Real-time progress monitoring via health endpoint
Automatic checkpoint persistence for restart resilience
Resume from checkpoint after failures or restarts
Detailed stage tracking through the processing pipeline

Overview
Processing Stages
Checkpoint Storage
Health Endpoint Integration
Resume Capability
Usage Examples
Configuration

Overview

The progress tracking system monitors job execution through 8 distinct stages, saving checkpoint data to disk after each stage completes.

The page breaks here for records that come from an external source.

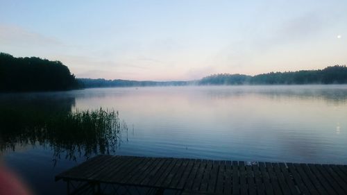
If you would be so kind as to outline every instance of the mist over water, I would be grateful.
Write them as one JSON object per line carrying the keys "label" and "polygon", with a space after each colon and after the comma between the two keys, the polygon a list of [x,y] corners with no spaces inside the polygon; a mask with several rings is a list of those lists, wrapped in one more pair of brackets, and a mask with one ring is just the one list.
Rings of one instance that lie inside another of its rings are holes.
{"label": "mist over water", "polygon": [[[0,101],[18,112],[118,110],[128,130],[111,154],[347,164],[346,85],[96,88],[1,94]],[[55,174],[86,157],[71,161],[62,151],[54,166],[55,152],[22,144],[2,158],[39,194],[58,194],[65,186]]]}

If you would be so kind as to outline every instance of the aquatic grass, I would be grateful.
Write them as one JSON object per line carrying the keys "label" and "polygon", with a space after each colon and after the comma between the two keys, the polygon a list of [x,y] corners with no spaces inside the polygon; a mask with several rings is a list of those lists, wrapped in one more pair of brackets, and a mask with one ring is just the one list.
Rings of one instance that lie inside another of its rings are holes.
{"label": "aquatic grass", "polygon": [[121,142],[126,124],[114,110],[76,110],[40,112],[1,109],[0,112],[0,150],[15,149],[16,144],[38,144],[50,146],[53,160],[65,154],[76,160],[99,153],[115,153]]}

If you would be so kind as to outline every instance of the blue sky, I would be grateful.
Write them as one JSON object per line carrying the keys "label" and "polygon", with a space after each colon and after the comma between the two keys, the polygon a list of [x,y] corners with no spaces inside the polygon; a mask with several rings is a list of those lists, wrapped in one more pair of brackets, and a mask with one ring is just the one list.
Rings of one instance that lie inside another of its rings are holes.
{"label": "blue sky", "polygon": [[347,64],[347,1],[4,1],[0,51],[77,77],[190,80]]}

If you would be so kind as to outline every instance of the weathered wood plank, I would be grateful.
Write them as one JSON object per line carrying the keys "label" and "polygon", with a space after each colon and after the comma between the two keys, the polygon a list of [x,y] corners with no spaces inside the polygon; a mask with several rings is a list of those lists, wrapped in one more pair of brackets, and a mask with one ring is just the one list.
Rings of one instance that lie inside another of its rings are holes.
{"label": "weathered wood plank", "polygon": [[290,174],[288,172],[288,169],[287,169],[286,165],[285,164],[285,163],[282,162],[280,162],[278,164],[285,178],[285,180],[288,185],[291,194],[293,195],[298,195],[299,192],[298,192],[298,189],[295,186],[294,182],[291,179]]}
{"label": "weathered wood plank", "polygon": [[270,180],[272,184],[272,187],[273,191],[275,192],[275,194],[282,194],[280,184],[278,183],[278,180],[276,176],[276,174],[273,171],[273,169],[272,167],[272,164],[270,162],[266,162],[265,165],[266,166],[267,171],[269,172],[269,176],[270,176]]}
{"label": "weathered wood plank", "polygon": [[[85,173],[85,178],[87,180],[98,180],[95,178],[99,175],[104,175],[108,173],[108,169],[109,169],[109,165],[114,164],[115,167],[118,167],[119,166],[122,166],[121,164],[124,160],[119,157],[112,157],[105,160],[101,161],[99,165],[96,165],[90,169],[90,172],[89,173]],[[103,178],[104,179],[104,178]]]}
{"label": "weathered wood plank", "polygon": [[224,186],[224,194],[231,194],[232,192],[232,194],[239,194],[239,162],[228,161],[226,164],[226,185]]}
{"label": "weathered wood plank", "polygon": [[[109,180],[115,181],[112,178],[120,173],[121,170],[124,169],[121,167],[126,167],[128,166],[128,164],[133,162],[133,159],[134,158],[133,157],[118,158],[112,161],[110,161],[103,164],[104,169],[103,171],[98,170],[96,173],[91,176],[89,179],[104,182]],[[115,166],[116,164],[117,166]]]}
{"label": "weathered wood plank", "polygon": [[[190,174],[187,180],[187,183],[184,185],[185,189],[189,190],[189,189],[192,189],[193,188],[194,181],[196,176],[196,174],[198,173],[198,170],[199,169],[200,166],[201,166],[201,160],[196,160],[194,162],[194,167],[192,167],[191,173],[190,173]],[[182,183],[181,183],[181,184],[182,184]]]}
{"label": "weathered wood plank", "polygon": [[[311,165],[311,164],[310,164]],[[322,167],[321,164],[312,164],[311,166],[314,166],[316,169],[319,171],[319,173],[322,174],[324,180],[329,184],[332,189],[337,194],[346,194],[344,190],[339,186],[336,181],[330,176],[330,175],[327,172],[327,171]]]}
{"label": "weathered wood plank", "polygon": [[[327,164],[323,164],[321,169],[324,169],[327,173],[332,176],[332,178],[335,180],[335,181],[337,183],[338,187],[342,188],[341,191],[339,191],[339,194],[347,194],[347,184],[344,182],[343,179],[340,177],[340,176],[336,173],[332,169],[332,166],[328,166]],[[321,171],[321,172],[322,172]]]}
{"label": "weathered wood plank", "polygon": [[[174,166],[172,170],[169,173],[169,174],[167,176],[167,178],[162,183],[162,186],[166,188],[170,188],[170,183],[174,179],[174,177],[177,174],[177,172],[178,171],[178,169],[180,167],[182,166],[182,164],[183,163],[184,160],[182,159],[179,159],[176,164]],[[178,181],[174,181],[177,183]]]}
{"label": "weathered wood plank", "polygon": [[213,162],[208,160],[206,163],[206,167],[203,171],[203,178],[200,185],[200,192],[208,192],[208,181],[210,180],[210,174],[212,169]]}
{"label": "weathered wood plank", "polygon": [[[188,165],[187,166],[187,168],[185,169],[185,172],[183,173],[183,175],[182,176],[182,178],[179,181],[178,184],[177,185],[176,188],[177,189],[183,189],[185,186],[186,185],[186,182],[188,180],[192,180],[194,179],[194,177],[195,177],[195,173],[193,170],[194,167],[196,167],[196,166],[198,166],[198,163],[196,163],[196,160],[194,159],[190,159],[189,162],[188,162]],[[197,168],[196,168],[197,170]],[[191,180],[189,178],[192,178]],[[188,187],[187,187],[188,189]],[[190,188],[189,188],[190,189]]]}
{"label": "weathered wood plank", "polygon": [[172,189],[177,189],[177,185],[180,183],[180,180],[183,177],[183,174],[186,171],[187,167],[189,162],[189,160],[187,159],[182,159],[182,164],[178,168],[176,171],[176,173],[175,176],[172,178],[172,180],[170,183],[169,187]]}
{"label": "weathered wood plank", "polygon": [[[310,169],[308,166],[305,164],[298,164],[298,166],[296,167],[296,168],[300,171],[300,175],[303,176],[305,175],[307,175],[307,180],[311,180],[312,183],[312,186],[309,187],[309,190],[312,190],[312,188],[315,188],[316,189],[316,191],[318,192],[317,194],[328,194],[325,189],[323,187],[323,185],[321,185],[319,181],[318,180],[316,176],[312,172],[312,171]],[[305,172],[301,171],[301,169],[303,169],[303,170]]]}
{"label": "weathered wood plank", "polygon": [[56,179],[183,190],[189,194],[347,194],[345,165],[99,155]]}
{"label": "weathered wood plank", "polygon": [[319,194],[299,164],[287,163],[287,165],[301,192],[305,194]]}
{"label": "weathered wood plank", "polygon": [[158,175],[159,170],[161,169],[162,166],[163,166],[166,160],[167,160],[165,158],[160,158],[156,166],[151,171],[149,174],[147,174],[147,177],[141,182],[140,185],[144,186],[149,186],[149,183],[153,180],[155,176]]}
{"label": "weathered wood plank", "polygon": [[219,171],[219,162],[213,161],[212,169],[208,180],[208,193],[214,193],[215,192],[218,171]]}
{"label": "weathered wood plank", "polygon": [[170,164],[171,164],[174,161],[174,159],[172,158],[166,158],[165,160],[166,160],[165,162],[164,162],[164,164],[159,169],[155,176],[151,180],[149,181],[149,183],[148,184],[149,186],[154,186],[155,184],[157,183],[158,180],[162,176],[164,172],[167,170],[167,167],[170,165]]}
{"label": "weathered wood plank", "polygon": [[266,194],[273,194],[273,188],[272,187],[272,185],[270,183],[270,176],[269,175],[269,173],[266,171],[266,168],[265,167],[265,163],[260,162],[258,162],[258,165],[260,169],[260,172],[262,173]]}
{"label": "weathered wood plank", "polygon": [[164,187],[165,188],[166,187],[163,185],[163,183],[164,183],[166,178],[167,178],[167,176],[169,175],[170,172],[171,171],[172,169],[174,169],[174,167],[175,164],[178,162],[178,160],[177,158],[174,158],[172,160],[172,163],[171,163],[165,169],[165,171],[162,173],[162,176],[158,179],[157,183],[154,185],[155,187]]}
{"label": "weathered wood plank", "polygon": [[[226,173],[226,162],[220,161],[219,162],[219,168],[218,169],[218,176],[216,180],[216,189],[214,192],[217,194],[221,194],[223,193],[224,185],[225,185],[225,175]],[[231,185],[231,183],[230,183]],[[210,188],[209,188],[210,189]]]}
{"label": "weathered wood plank", "polygon": [[203,179],[203,171],[206,168],[207,160],[203,160],[201,163],[201,164],[200,165],[198,172],[196,173],[196,176],[195,177],[193,187],[192,188],[193,191],[199,191],[200,185],[201,184],[201,180]]}

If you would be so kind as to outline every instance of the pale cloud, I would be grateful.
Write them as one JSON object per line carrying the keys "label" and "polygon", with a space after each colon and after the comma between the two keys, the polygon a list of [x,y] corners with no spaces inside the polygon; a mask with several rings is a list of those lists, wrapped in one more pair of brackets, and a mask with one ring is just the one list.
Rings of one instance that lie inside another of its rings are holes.
{"label": "pale cloud", "polygon": [[16,26],[0,24],[0,43],[13,46],[61,46],[62,42],[55,38],[28,31]]}

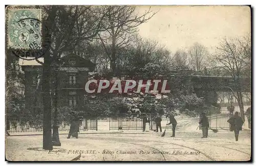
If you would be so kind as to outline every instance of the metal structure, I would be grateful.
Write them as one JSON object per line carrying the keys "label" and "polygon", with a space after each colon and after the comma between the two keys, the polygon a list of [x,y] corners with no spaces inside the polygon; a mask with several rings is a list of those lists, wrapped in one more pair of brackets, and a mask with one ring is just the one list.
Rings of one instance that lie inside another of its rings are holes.
{"label": "metal structure", "polygon": [[[212,129],[218,130],[230,130],[230,124],[227,121],[230,118],[233,114],[229,113],[206,113],[208,118],[209,127]],[[239,113],[240,116],[240,113]],[[200,118],[201,115],[200,115]]]}
{"label": "metal structure", "polygon": [[[86,118],[80,121],[80,131],[89,130],[98,130],[98,121],[97,118]],[[9,133],[15,132],[42,132],[42,122],[38,123],[39,125],[30,124],[24,120],[23,118],[9,118]],[[70,124],[69,122],[62,122],[59,124],[58,131],[69,132]]]}
{"label": "metal structure", "polygon": [[143,115],[147,115],[151,129],[153,120],[151,114],[111,114],[109,115],[109,130],[142,130]]}

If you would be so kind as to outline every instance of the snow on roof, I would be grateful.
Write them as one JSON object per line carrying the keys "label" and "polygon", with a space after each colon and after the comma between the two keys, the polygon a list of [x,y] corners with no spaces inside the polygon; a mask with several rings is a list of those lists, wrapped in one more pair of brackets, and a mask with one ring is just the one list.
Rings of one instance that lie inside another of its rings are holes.
{"label": "snow on roof", "polygon": [[[29,58],[27,58],[28,59]],[[31,59],[33,59],[31,58]],[[39,58],[37,59],[37,61],[44,63],[44,58]],[[38,63],[36,60],[25,60],[22,59],[19,59],[18,61],[19,66],[41,66],[41,65]]]}

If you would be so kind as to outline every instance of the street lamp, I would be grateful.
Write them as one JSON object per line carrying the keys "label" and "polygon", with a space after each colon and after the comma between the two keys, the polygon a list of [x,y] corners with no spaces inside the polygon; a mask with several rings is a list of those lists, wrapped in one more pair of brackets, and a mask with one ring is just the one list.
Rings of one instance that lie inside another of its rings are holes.
{"label": "street lamp", "polygon": [[234,107],[232,104],[233,102],[233,97],[230,96],[229,98],[229,101],[230,101],[230,107],[229,107],[229,112],[230,114],[233,114],[233,112],[234,110]]}
{"label": "street lamp", "polygon": [[53,125],[52,126],[52,145],[55,146],[60,146],[61,144],[59,142],[59,124],[58,120],[58,70],[57,66],[56,61],[54,61],[54,76],[55,78],[55,94],[54,94],[54,119],[53,121]]}

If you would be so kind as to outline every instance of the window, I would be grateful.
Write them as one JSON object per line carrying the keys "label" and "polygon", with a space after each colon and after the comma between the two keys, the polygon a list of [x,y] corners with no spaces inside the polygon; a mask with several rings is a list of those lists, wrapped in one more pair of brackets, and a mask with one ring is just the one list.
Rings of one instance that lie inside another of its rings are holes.
{"label": "window", "polygon": [[76,83],[76,74],[72,74],[69,75],[69,84],[73,84]]}
{"label": "window", "polygon": [[75,96],[69,97],[69,106],[75,107],[76,106],[76,97]]}

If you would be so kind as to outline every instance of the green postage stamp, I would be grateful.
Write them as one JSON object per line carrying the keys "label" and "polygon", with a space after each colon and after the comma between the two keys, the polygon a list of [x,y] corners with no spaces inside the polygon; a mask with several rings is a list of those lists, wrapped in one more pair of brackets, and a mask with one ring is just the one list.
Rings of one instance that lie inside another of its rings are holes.
{"label": "green postage stamp", "polygon": [[41,44],[41,13],[39,9],[8,8],[8,47],[39,49]]}

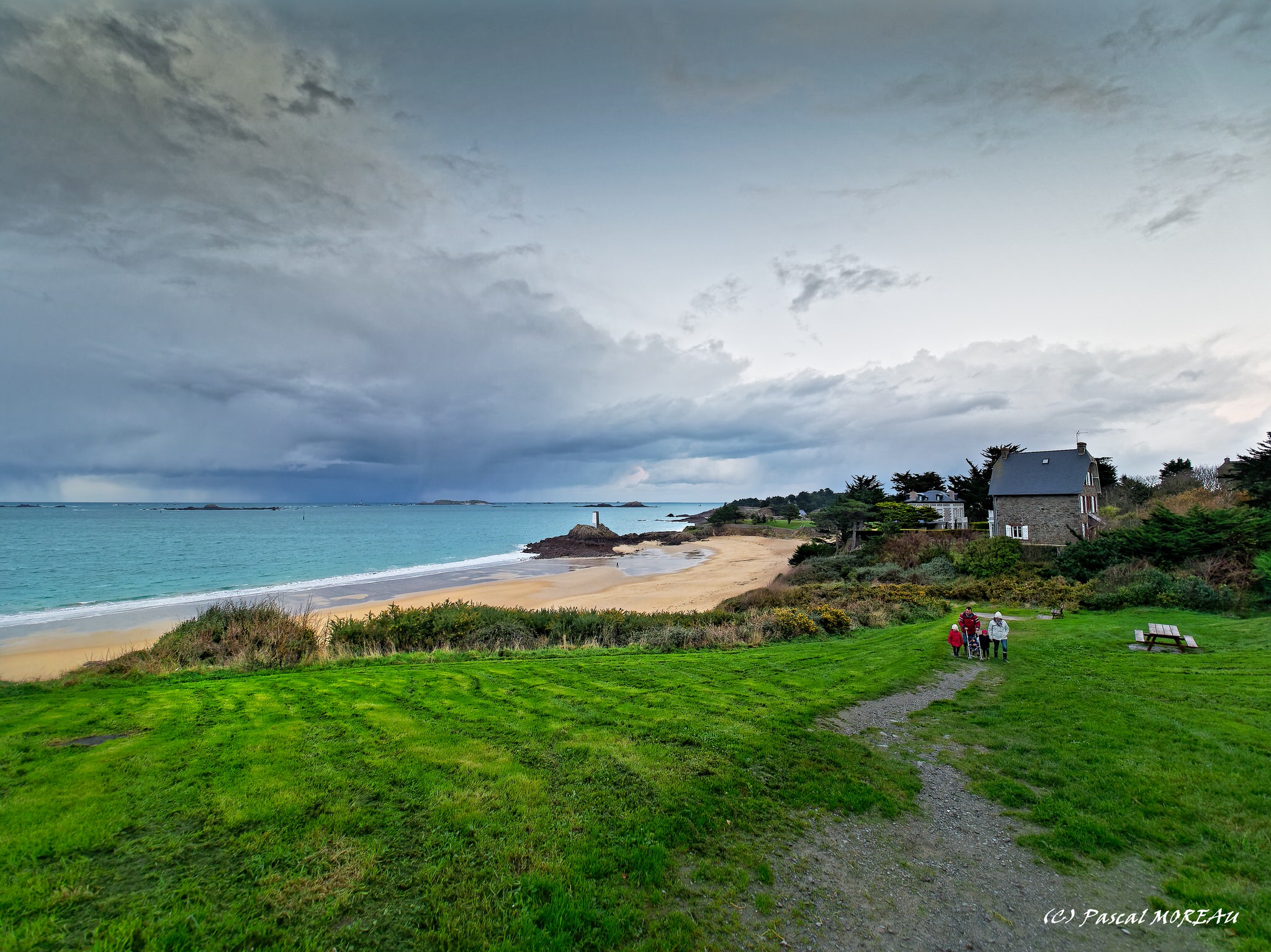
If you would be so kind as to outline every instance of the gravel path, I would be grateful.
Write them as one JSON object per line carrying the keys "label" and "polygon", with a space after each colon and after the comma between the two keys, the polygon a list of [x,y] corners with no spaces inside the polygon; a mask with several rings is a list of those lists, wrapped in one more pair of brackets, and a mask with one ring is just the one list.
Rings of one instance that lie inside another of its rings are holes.
{"label": "gravel path", "polygon": [[[1160,895],[1159,877],[1139,859],[1110,869],[1061,876],[1016,845],[1028,833],[990,801],[967,793],[966,778],[934,763],[939,750],[914,741],[907,716],[951,698],[993,666],[971,663],[920,691],[869,701],[827,726],[918,767],[919,811],[820,820],[773,863],[774,916],[747,914],[738,937],[751,948],[796,949],[1176,949],[1210,948],[1190,927],[1130,924],[1078,927],[1088,909],[1138,913]],[[1047,925],[1051,909],[1077,920]],[[1148,916],[1150,922],[1150,915]],[[1220,929],[1206,929],[1213,935]]]}

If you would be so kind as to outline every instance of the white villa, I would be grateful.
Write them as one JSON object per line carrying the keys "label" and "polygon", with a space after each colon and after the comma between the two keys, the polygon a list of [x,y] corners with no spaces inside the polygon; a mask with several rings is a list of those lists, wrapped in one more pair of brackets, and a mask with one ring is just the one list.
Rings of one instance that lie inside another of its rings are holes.
{"label": "white villa", "polygon": [[947,489],[929,489],[925,493],[910,493],[905,499],[909,505],[928,505],[941,514],[941,520],[933,528],[965,529],[966,506],[957,493]]}

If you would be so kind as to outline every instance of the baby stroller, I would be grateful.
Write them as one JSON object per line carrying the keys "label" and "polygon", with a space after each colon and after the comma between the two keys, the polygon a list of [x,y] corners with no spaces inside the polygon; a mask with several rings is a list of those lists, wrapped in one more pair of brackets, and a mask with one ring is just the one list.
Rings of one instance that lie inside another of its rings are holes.
{"label": "baby stroller", "polygon": [[966,656],[974,658],[976,661],[982,661],[985,655],[980,650],[980,632],[972,631],[970,635],[962,632],[962,644],[966,646]]}

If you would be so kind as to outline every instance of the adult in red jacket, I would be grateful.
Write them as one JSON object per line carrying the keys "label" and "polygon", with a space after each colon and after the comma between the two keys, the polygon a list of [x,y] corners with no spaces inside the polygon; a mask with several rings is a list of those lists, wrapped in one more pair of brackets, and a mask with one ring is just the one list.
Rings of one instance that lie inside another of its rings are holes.
{"label": "adult in red jacket", "polygon": [[971,605],[957,617],[957,627],[962,630],[962,640],[974,638],[980,632],[980,616],[971,611]]}

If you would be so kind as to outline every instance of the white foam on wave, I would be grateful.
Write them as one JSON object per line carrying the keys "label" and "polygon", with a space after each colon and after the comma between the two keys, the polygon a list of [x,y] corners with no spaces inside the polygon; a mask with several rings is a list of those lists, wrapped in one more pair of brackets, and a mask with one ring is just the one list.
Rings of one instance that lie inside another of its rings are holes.
{"label": "white foam on wave", "polygon": [[137,598],[130,602],[92,602],[81,605],[65,605],[62,608],[39,608],[33,612],[18,612],[15,614],[0,614],[0,628],[11,628],[15,625],[43,625],[46,622],[71,621],[74,618],[94,618],[99,614],[117,614],[119,612],[135,612],[146,608],[170,608],[173,605],[193,604],[197,602],[215,602],[225,598],[257,598],[261,595],[285,595],[294,592],[311,592],[314,589],[333,588],[336,585],[357,585],[361,583],[386,581],[390,579],[412,579],[437,575],[440,572],[458,569],[475,569],[489,565],[510,565],[524,562],[534,556],[525,551],[506,552],[497,556],[479,556],[477,559],[463,559],[458,562],[435,562],[431,565],[412,565],[405,569],[384,569],[374,572],[353,572],[352,575],[332,575],[327,579],[310,579],[308,581],[287,581],[277,585],[255,585],[241,589],[217,589],[216,592],[192,592],[183,595],[156,595],[153,598]]}

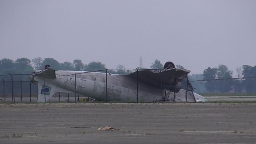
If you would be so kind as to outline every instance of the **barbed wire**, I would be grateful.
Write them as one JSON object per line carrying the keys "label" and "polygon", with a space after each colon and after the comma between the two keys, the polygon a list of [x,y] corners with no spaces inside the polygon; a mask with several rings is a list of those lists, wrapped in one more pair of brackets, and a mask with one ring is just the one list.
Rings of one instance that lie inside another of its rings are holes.
{"label": "barbed wire", "polygon": [[247,78],[256,78],[256,77],[242,77],[242,78],[216,78],[213,79],[208,79],[208,80],[190,80],[190,82],[202,82],[202,81],[208,81],[211,80],[233,80],[233,79],[243,79]]}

This provides:

Visibility: Track progress percentage and current stage
Resilience: Resume jobs after process restarts
Monitoring: Query job status via HTTP health endpoint
Debugging: Inspect saved checkpoints for troubleshooting

Processing Stages

Jobs progress through the following stages:

Stage	Name	Description	Progress %
0	Validation	Folder validation and video discovery	0%
1	FrameExtraction	Extract frames from all videos concurrently	12.5%
2	MetadataExtraction	Extract GPS and camera metadata	25%
3	ManifestGeneration	Generate manifest.json with camera intrinsics	37.5%
4	ColmapReconstruction	Run COLMAP sparse reconstruction	50%
5	Training	Train 3DGS model	62.5%
6	PlyExport	Export model to PLY format	75%
7	SplatExport	Export model to SPLAT format	87.5%
8	Completed	Job finished successfully	100%

Progress percentage is calculated as: (stage_number / 8) * 100

Checkpoint Storage

File Location

Checkpoints are stored in the output directory as:

{output_folder}/.checkpoint.json

For example:

/mnt/output/job-abc123/.checkpoint.json

Checkpoint Format

Checkpoints are JSON files containing:

{
  "job_id": "job-abc123",
  "stage": "Training",
  "input_folder": "/mnt/input/scene-001",
  "output_folder": "/mnt/output/job-abc123",
  "temp_folder": "/tmp/job-abc123",
  "timestamp": 1708790400,
  "completed_stages": {
    "video_count": 3,
    "total_frames": 450,
    "manifest_path": "/mnt/output/job-abc123/manifest.json",
    "colmap_sparse_path": "/tmp/job-abc123/colmap/sparse",
    "colmap_points": 125000,
    "gaussian_count": null,
    "ply_path": null,
    "splat_path": null
  }
}

Checkpoint Lifecycle

Created: When job starts (Validation stage)
Updated: After each stage completes
Finalized: When job completes successfully (marked as Completed)
Retained: Kept for status queries (cleaned up by retention policy)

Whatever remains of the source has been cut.